Hab ich bislang nicht so erfahren. Wenn das nämlich so wäre, dann würden sich unsere Kunden vorher überlegen, was sie wirklich möchten und nicht über 6 Monate lang ihre Anforderungen ständig ändern.



			
				kama hat gesagt.:
			
		

> Desweiteren installiert man CC nicht mal eben so...da braucht man jemand der das kann. Sprich einen CC Consultant (kostet auch...) Einsatz ca. 1-2 Monate (Installation, Einweisung usw.) ca. 800-1200 Euro / Tag....
> 
> So, dann benötigt man noch einen CC Admin, der sein Handwerk beherrscht, sonst geht das richtig in die Hose...na ja der kostet auch bzw. muss gut geschult werden und die Schulungen bei IBM kosten nicht gerade ein Taschengeld....(ich habe selbst die CC Schulungen User/Admin/Metadata mit gemacht)...ich weiss was das gekostet haben....

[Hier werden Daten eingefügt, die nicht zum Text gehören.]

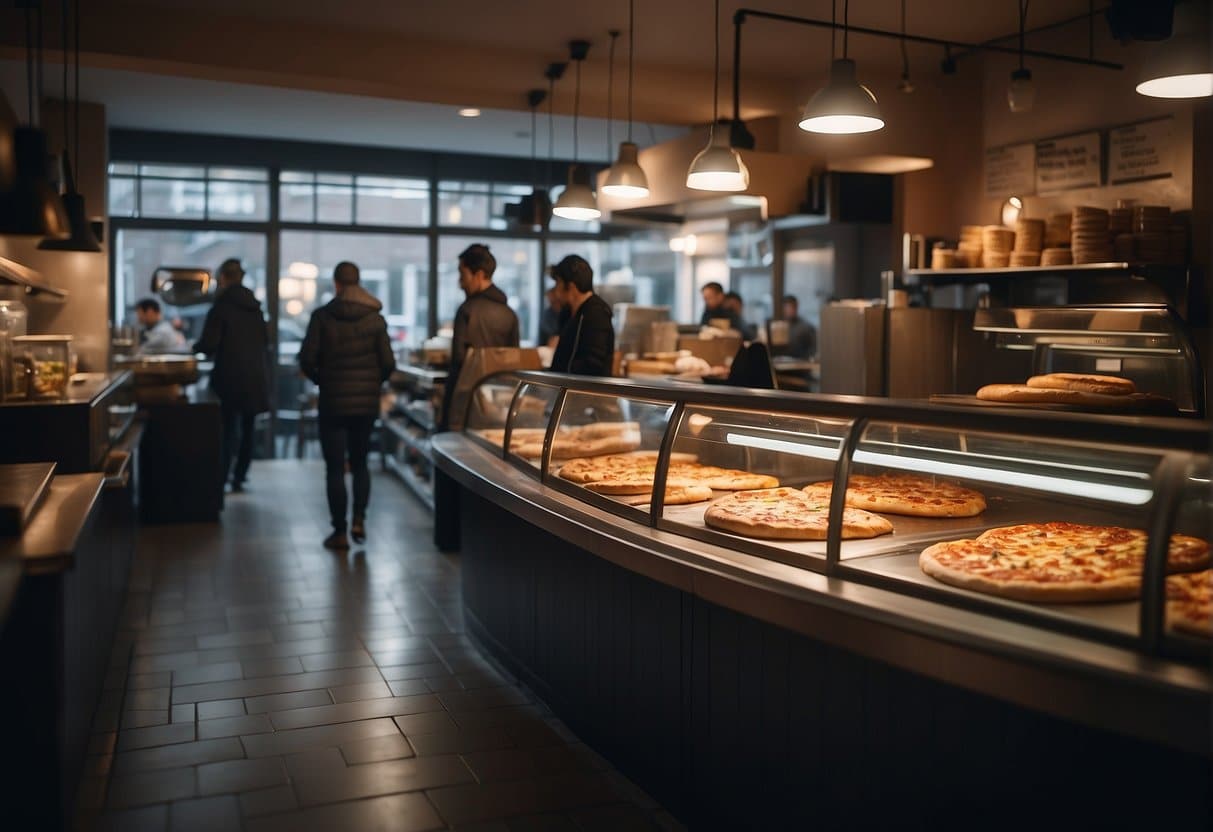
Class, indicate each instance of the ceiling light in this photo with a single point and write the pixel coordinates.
(626, 178)
(577, 199)
(717, 166)
(843, 104)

Genau da kommen wir ins Spiel, als IBM-Partner, der selbst die Durchführung von IBM-Schulungen sowie Systembetreuung anbietet. ;-)



			
				kama hat gesagt.:
			
		

> Abgesehen davon: Subversion verwaltet doch auch ganze Ordner etc. inkl. Löschen/Verschieben etc....wo ist das Problem?



Echt? Habs noch nicht ausführlich getestet, aber davon hab ich bislang nix mitbekommen. Wie gesagt, für kleine bis mittelgroße Projekte ist SubVersion sicher die richtige Wahl.

Kennt jemand noch andere Tools oder sind wirklich nur diese 3 bekannt?[/b]


----------



## AlArenal (1. Sep 2006)

Was verstehst du unter "klein bis mittelgroß" und warum sollte Subversion für "große" Projekte ungeeignet sein?


----------